Kmeans based indexing and Asymmetric Distance Computation for ANN search (Binary Local Feature):...

Transfer: http://www.cvchina.info/2012/01/13/kmeans-based-indexing-and-asymmetric-distance-computation-for-ann-search-binary-local-feature-part1/#more-3232


Herve Jegou by the Hamming Embedding and Weak Geometric consistency for large -scale image search and Product quantization for nearest neighbor search of the nearest neighbor to retrieve local feature inspired the Kmeans clustering, inverted files, Asymmetric Distance Computation applied to the binary form.

The main idea:

Kmeans do characterized by rough index.

According to statistical data compression feature.

Wherein the distance between the query feature index is calculated using a non-symmetrical way when retrieving.

algorithm:

training:

  1. To use the feature index Kmeans clustering obtain K centers. Do clustering Feature binary form, the category Center updates way: For each bit, the statistical frequency of a corresponding bit 0 all falling within the categories of features, and whichever is higher.
  2. For each Cluster, all falling within the class of statistical characteristic frequency of 1,0 per bit, 1 or 0 takes a frequency close to the first M bits of 50%. (Closer to 50%, the greater the entropy)

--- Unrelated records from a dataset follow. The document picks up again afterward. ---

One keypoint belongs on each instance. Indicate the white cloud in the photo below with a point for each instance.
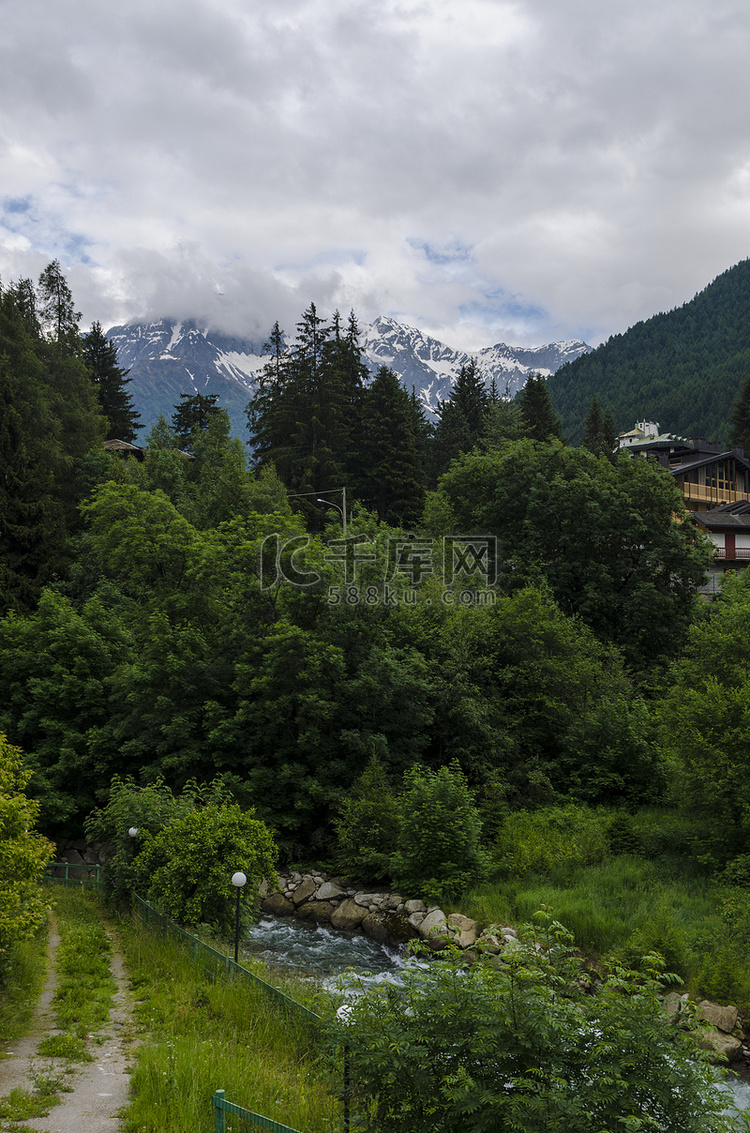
(590, 161)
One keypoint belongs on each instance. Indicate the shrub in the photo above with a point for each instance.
(367, 827)
(187, 867)
(531, 1044)
(23, 855)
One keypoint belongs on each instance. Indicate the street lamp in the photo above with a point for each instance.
(342, 510)
(238, 880)
(329, 503)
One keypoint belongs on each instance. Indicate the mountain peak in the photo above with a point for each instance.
(169, 357)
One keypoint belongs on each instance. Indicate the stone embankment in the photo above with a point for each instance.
(384, 917)
(393, 920)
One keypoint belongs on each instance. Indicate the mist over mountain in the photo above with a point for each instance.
(682, 368)
(170, 357)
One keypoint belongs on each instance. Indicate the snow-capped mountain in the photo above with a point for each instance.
(431, 367)
(168, 358)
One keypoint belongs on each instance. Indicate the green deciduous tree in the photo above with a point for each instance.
(187, 867)
(705, 715)
(23, 855)
(531, 1042)
(540, 423)
(439, 852)
(612, 541)
(145, 809)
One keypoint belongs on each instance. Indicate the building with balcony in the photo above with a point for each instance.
(707, 475)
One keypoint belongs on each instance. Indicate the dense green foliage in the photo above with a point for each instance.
(110, 381)
(705, 715)
(24, 853)
(187, 867)
(536, 1042)
(181, 851)
(682, 368)
(610, 539)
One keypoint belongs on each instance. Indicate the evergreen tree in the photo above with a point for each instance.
(56, 308)
(503, 423)
(610, 433)
(740, 417)
(49, 420)
(392, 480)
(114, 401)
(305, 415)
(461, 419)
(598, 432)
(539, 420)
(193, 415)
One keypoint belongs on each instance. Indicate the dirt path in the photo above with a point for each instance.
(97, 1089)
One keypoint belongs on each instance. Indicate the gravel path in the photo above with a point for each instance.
(100, 1088)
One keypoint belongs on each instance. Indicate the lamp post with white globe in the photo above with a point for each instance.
(238, 880)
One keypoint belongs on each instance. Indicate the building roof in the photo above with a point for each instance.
(732, 516)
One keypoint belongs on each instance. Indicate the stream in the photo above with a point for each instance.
(324, 955)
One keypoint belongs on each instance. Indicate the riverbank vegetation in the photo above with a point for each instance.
(518, 657)
(203, 1032)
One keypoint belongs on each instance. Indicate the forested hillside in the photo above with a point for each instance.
(380, 637)
(682, 368)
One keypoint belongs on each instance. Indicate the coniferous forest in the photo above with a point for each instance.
(365, 607)
(681, 368)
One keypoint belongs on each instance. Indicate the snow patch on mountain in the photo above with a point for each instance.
(171, 357)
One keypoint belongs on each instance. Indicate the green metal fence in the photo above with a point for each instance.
(222, 1107)
(218, 961)
(65, 872)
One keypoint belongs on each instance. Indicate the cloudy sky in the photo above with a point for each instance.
(485, 170)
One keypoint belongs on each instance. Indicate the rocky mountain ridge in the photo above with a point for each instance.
(169, 357)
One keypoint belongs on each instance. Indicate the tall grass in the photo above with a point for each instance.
(203, 1033)
(623, 906)
(85, 986)
(23, 979)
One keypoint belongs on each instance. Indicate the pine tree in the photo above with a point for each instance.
(594, 435)
(194, 414)
(100, 356)
(56, 308)
(304, 418)
(461, 419)
(540, 423)
(392, 483)
(740, 417)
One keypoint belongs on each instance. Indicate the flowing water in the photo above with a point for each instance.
(323, 954)
(350, 963)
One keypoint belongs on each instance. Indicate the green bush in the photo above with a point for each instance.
(533, 1044)
(187, 868)
(24, 853)
(367, 827)
(552, 837)
(440, 851)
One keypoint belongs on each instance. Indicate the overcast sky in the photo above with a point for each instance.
(485, 170)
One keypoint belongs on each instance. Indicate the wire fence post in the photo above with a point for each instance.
(220, 1118)
(347, 1088)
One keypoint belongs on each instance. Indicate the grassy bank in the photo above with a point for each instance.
(202, 1032)
(663, 895)
(23, 979)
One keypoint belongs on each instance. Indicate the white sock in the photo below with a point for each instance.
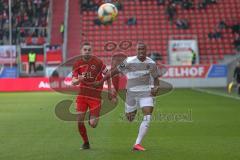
(143, 128)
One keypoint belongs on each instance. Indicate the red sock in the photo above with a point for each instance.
(83, 132)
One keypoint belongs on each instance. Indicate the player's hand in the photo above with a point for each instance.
(112, 95)
(155, 90)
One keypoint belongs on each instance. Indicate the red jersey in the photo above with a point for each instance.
(92, 70)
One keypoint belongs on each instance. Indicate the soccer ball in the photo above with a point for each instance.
(107, 13)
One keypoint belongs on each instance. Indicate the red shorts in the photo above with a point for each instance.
(85, 103)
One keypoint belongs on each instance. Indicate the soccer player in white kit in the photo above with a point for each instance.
(142, 86)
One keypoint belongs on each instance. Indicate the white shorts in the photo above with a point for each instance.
(139, 103)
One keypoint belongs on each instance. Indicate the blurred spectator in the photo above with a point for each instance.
(236, 28)
(182, 24)
(97, 21)
(237, 43)
(236, 76)
(132, 21)
(32, 61)
(25, 13)
(222, 25)
(171, 11)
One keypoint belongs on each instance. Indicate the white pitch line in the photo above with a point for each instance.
(215, 93)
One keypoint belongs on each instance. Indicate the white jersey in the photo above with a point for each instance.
(139, 75)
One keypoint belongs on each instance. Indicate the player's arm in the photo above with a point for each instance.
(76, 78)
(120, 68)
(235, 73)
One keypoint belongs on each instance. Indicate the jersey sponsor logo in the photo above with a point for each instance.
(186, 72)
(93, 67)
(122, 65)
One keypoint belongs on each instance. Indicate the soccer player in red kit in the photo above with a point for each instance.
(87, 70)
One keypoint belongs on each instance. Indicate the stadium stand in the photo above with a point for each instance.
(155, 29)
(57, 18)
(29, 21)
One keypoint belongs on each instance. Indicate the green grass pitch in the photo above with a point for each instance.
(192, 125)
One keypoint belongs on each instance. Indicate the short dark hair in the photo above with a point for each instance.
(85, 44)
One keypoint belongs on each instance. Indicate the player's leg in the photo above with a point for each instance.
(95, 108)
(147, 108)
(130, 107)
(82, 109)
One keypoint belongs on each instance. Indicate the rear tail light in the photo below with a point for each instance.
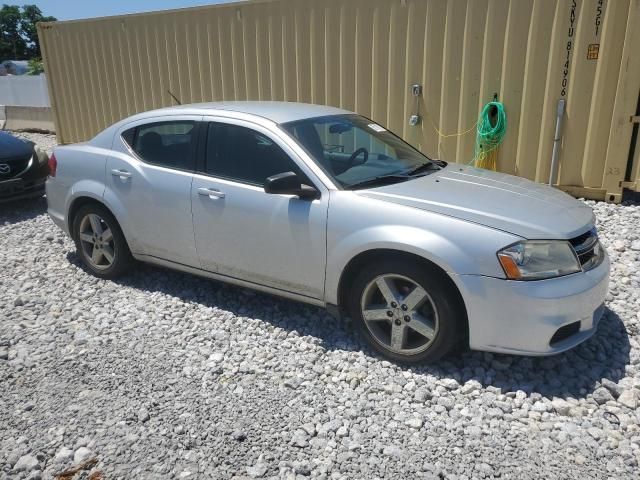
(53, 165)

After training, we get two sets of data:

  • K feature categories centers.
  • For each category the center, has a set of "M th bit position identifier." These identifiers form a compressed original feature basis. (Herein after referred to as projection vectors)

index:

  1. Create an inverted table
  2. Wherein for each index to be calculated category center thereof, and is projected by the feature projection vectors of the category, to obtain a M-bit signature. Referred to as sig_templ, the signature is inserted into the inverted table.

ANN Search:

  1. Computing center query feature category query_cluster, and the feature vector of the projected projection category, to give a sig_query M bits.
  2. Wherein the query is calculated center categories, the category from the bit position corresponding to the projection vector removal, referred to as dist_base.
  3. Traversing query_cluster corresponding inverted entry from the table entries in sig_query sig_templ of calculation, referred to as dist_sig. Then the distance of the query feature and the indexing feature dist = dist_base + dist_sig. Minimum distance thus obtained, such as less than a threshold value, can be considered to find a ANN.

One o'clock analysis of the complexity of the time:

We assumed that K = 40, M = 64, wherein 32Byte the ORB (assuming for the index is characterized 1k):

Then each ANN retrieve only do

32Byte 40 calculates the Hamming Distance of about + 25 8Byte Hamming Distance Calculation.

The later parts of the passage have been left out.